With the U.S. Presidential election in the rear-view mirror, and Republicans maintaining control of both the House and Senate, expansionary policies are likely to drive the demand side of the inflation equation.
This should have implications for the pace of rate hikes as the U.S. Federal Reserve (the Fed) attempts to contain inflation. We have already seen headline inflation numbers trend upward with supply side price pressure coming from oil and rents.
At this point, measured rate increases from the Fed are expected. However, a lot will depend on the success of fiscal stimulus to drive demand, therefore, changing the pace of the Fed. Given this backdrop, we believe fixed income investors face volatility in the near-term, as oil prices find stability. Additionally, volatility over the next several years is a concern as the balance is found between fiscal and monetary policy.
Mounting Inflationary Pressures
Inflation, which is a key driver of interest rates and Fed Policy, is caused by demand and supply side pressures. Demand side inflation is generally caused by an easing of monetary conditions or economic growth, which leads to increased spending by consumers, thus driving prices up. Supply side inflation occurs when the cost of a good rises due to scarcity or other factors that impact the availability of that good.
With the Trump administration’s proposed expansionary fiscal policy, demand side inflation could be driven by tax cuts for individuals and corporations, which would put more money in the economy. This increases consumption and prices. Additionally, proposed increases in government spending on infrastructure would create further demand side pressure.
On the supply side, we have seen inflation trend up as oil prices have rebounded from their lows, as well as the recent news of OPEC’s agreement to production cuts. Rents have also trended upward due to the scarcity of rental units as construction has lagged demographic shifts over the past few years.
Inflation indices measure the price of a basket of goods that the typical consumer purchases. The weight of these goods in the index will vary over time with their relative importance. For example, rent gets a higher weighting due to its heftier portion of the typical consumer’s budget. As can been seen in the chart below, rising rents (shelter) have pushed the weighting up over time, with a sharper increase more recently as supply is lagging. This, coupled with a rebound in oil prices this year, has led to an uptick in the Consumer Price Index (headline CPI).
While headline inflation indices measure the price of all goods and services in the consumption basket, and have implications for inflation expectations and nominal interest rates, core inflation indices exclude the more volatile food and energy components.

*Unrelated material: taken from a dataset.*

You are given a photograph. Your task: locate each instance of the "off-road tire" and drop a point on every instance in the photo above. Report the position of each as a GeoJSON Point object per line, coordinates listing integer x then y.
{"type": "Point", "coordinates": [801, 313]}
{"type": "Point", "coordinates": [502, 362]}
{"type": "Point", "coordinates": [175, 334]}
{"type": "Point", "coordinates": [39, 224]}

However, both methods include rents. The Fed has stated that they prefer to follow Core PCE, since it is “most consistent over the longer run with the Federal Reserve’s statutory mandate.” (FOMC Press Release 1/25/12).
While Core PCE, the Fed’s favored measure, has trended upward, it has been more stable and remains below the Fed’s 2% target rate. Since it excludes oil, it would not be impacted from oil price increases. Conversely, headline CPI does include oil and has continued to trend upward for several months.